Johnston County defines a frequent 9-1-1 caller as someone who dials more than four times in a month. Holloman said the top 25 callers dialed the 9-1-1 center between five and 37 times in 30 days.
“Clearly there is a need there that is not being met,” Holloman said.
The paramedics will also visit recently discharged hospital patients who are likely to be readmitted within 30 days.
“That includes heart-failure patients, chronic pulmonary disease patients and those with diabetes,” Holloman said.
Comparing the community paramedic program to community policing initiatives, Holloman said the goal is to reduce EMS transports and the readmission of hospital patients by 20 percent.
In addition to meeting a patient’s needs at home, Johnston County EMS will benefit from the preventive program by keeping its ambulances reserved for acute emergencies.
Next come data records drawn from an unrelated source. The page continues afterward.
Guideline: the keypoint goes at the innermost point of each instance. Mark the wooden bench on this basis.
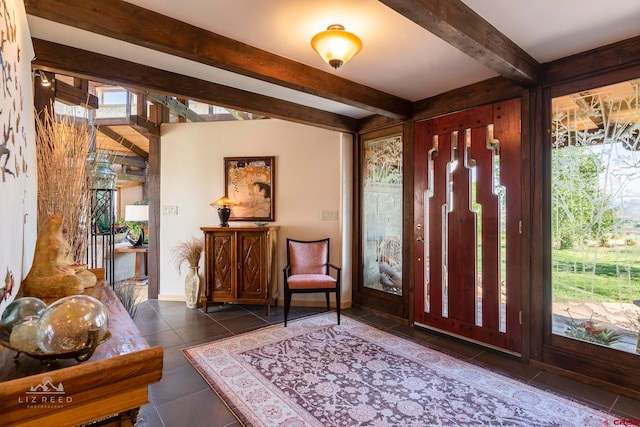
(109, 387)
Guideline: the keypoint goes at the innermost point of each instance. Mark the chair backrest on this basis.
(308, 257)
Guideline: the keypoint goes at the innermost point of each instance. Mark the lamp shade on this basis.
(223, 202)
(136, 213)
(335, 45)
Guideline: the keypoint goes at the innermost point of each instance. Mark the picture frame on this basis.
(250, 183)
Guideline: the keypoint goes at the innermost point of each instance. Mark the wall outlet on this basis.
(329, 215)
(169, 210)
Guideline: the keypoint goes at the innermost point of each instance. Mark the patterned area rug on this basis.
(316, 373)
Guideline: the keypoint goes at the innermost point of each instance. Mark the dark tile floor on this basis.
(183, 398)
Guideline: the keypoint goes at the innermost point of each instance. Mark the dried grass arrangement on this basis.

Also, reducing repeat trips could also save the county money on fuel and other costs.
For Johnston Health, which partnered with county EMS leaders to apply for the Duke Endowment grant, the in-home care could help the hospital meet a growing responsibility after patients leave its doors. Changes driven by the Affordable Care Act and Centers for Medicare and Medicaid Services (CMS) are holding hospitals accountable for a longer period of time after patients go home.
The community paramedic program can help mitigate “avoidable readmissions,” meaning those that could most likely be prevented through proper treatment at home, said Beverly Legath, Johnston Health’s director of case management.
Legath said some discharged patients who are home-bound qualify for home health care, and a CMS grant is helping Johnston Health pay for transition coaches. The community paramedic program will add another way for patients to get help at home, she said.
“These patients have medically and socially complex needs and live at home,” Legath said. “They feel they have no health-care options other than emergency services.
“The community paramedic program can begin to address their medical and social needs in a cost-effective way that promotes better use of health-care resources.”
The Johnston County Board of Commissioners agreed to use the grant to move two paramedics to the new community roles. Holloman said the county will fill those paramedic vacancies with part-time staff.
When the grant funding runs out, or if the county wants to end the program, the two paramedics in the community positions would return to their prior roles.
Johnston Health Chief Executive Chuck Elliott said a committee of EMS staff, hospital leaders and other officials will administer the grant, meeting quarterly to make sure the program is meeting its objectives.
Holloman said he hopes to have the paramedics trained and on the road by early June.